I'm trying to set each interface on my ubuntu vm with a static IP. If i just do one interface its fine, but two no go. 

there's eth1 and eth2, no eth0 for some reason.

my /etc/network/interfaces:

auto lo
iface lo inet loopback

auto eth1
iface eth1 inet static
address 11.11.11.2
netmask 255.255.255.0
network 11.11.11.0
broadcast 11.11.11.255
gateway 11.11.11.1

auto eth2
iface eth2 inet static
address 10.10.10.1
netmask 255.255.255.0
network 10.10.10.0
broadcast 10.10.10.255

Then i run /etc/init.d/networking restart
It posts the error: RTNETLINK answers: no such process

eth1 get its static IP, but eth2 stick with 192.168.184.136 which VMware hands to it.

I've googled a bit, and this error generally is if you've specified a gateway on each interface, I havent done that here so not sure what the problem is.


----------



## Easy Rhino (Jul 13, 2010)

Hybrid_theory said:


> I'm trying to set each interface on my ubuntu vm with a static IP. If i just do one interface its fine, but two no go.
> 
> there's eth1 and eth2, no eth0 for some reason.
> 
> ...



bridged or NAT ?


----------



## Hybrid_theory (Jul 13, 2010)

host only these two NICs. Im connecting 3 virtual machines in a bus style network to test vpns. One of them has a NAT connection to my workstation, and its two NICs are fine.


----------



## Easy Rhino (Jul 13, 2010)

Hybrid_theory said:


> host only these two NICs. Im connecting 3 virtual machines in a bus style network to test vpns. One of them has a NAT connection to my workstation, and its two NICs are fine.

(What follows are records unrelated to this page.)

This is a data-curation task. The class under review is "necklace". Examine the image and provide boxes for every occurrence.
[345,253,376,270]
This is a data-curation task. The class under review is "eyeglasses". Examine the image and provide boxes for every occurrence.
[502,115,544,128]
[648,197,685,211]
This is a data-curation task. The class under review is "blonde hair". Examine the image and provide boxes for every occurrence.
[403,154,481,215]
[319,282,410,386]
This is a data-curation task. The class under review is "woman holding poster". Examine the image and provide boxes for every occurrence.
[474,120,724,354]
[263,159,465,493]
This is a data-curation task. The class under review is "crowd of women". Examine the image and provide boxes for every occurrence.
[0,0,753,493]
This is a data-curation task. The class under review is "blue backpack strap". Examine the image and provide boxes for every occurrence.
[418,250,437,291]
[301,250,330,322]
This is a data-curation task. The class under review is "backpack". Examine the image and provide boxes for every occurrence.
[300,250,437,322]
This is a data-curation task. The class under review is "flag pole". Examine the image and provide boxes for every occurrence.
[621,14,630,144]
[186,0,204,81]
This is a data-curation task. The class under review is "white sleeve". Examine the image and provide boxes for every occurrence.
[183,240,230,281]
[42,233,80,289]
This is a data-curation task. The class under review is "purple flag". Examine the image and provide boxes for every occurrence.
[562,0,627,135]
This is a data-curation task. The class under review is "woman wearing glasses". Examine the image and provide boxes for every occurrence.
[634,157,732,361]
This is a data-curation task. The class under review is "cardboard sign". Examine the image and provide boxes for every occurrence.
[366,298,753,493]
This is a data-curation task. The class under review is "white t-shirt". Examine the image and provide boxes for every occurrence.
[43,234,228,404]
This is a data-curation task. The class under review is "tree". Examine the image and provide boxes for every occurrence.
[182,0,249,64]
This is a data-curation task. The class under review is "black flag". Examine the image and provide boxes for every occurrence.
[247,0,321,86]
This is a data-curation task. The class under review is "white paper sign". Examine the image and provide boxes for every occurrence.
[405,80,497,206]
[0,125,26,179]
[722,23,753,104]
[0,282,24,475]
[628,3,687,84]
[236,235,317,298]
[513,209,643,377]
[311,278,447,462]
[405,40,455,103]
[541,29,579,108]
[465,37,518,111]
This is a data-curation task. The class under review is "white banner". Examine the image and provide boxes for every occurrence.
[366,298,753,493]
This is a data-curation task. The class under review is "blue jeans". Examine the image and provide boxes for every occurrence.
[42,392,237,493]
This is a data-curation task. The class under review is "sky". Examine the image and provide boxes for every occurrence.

what program are you using? vmware? virtual box? and have you setup the amount of nics you want to emulate in the virtual program?


----------



## Hybrid_theory (Jul 13, 2010)

vmware. i gave it two NICs through workstation. Adapter 1 is eth1, adapter 2 is eth2. Itll work fine if i  specify a gateway for both devices. But having a gateway for each connection is kinda dumb, as it wont know which is the proper way to send packets for an out of reach network.


----------



## Easy Rhino (Jul 13, 2010)

try bridged instead of NAT.


----------



## Hybrid_theory (Jul 13, 2010)

It's a localhost one that isnt working. If they're bridged would they still be able to have their own network on the machine?

I basically want it like:

vm1 --- vm2 --- vm3--- host machine--- asa---- laptop

Each line of --- is a new network.
10.10.10.0, 11.11.11.0, 192.168.92.0, 200.200.200.0, 192.168.1.0


----------



## Easy Rhino (Jul 13, 2010)

Hybrid_theory said:


> It's a localhost one that isnt working. If they're bridged would they still be able to have their own network on the machine?
> 
> I basically want it like:
> 
> ...



heh. well you want NAT. you should be able to assign each VM its own static IP. not sure why it is not working.


----------



## Hybrid_theory (Jul 13, 2010)

Well on vm3, eth0 is nat, and eth1 is static. When i was trying a config without the asa and laptop involved i was using NAT adapters initially. But i switched to localhost as they were doing a lot of dhcp requests to vmware. Yeah im not sure either. For now ive just removed the second default route from the table to make it work.


----------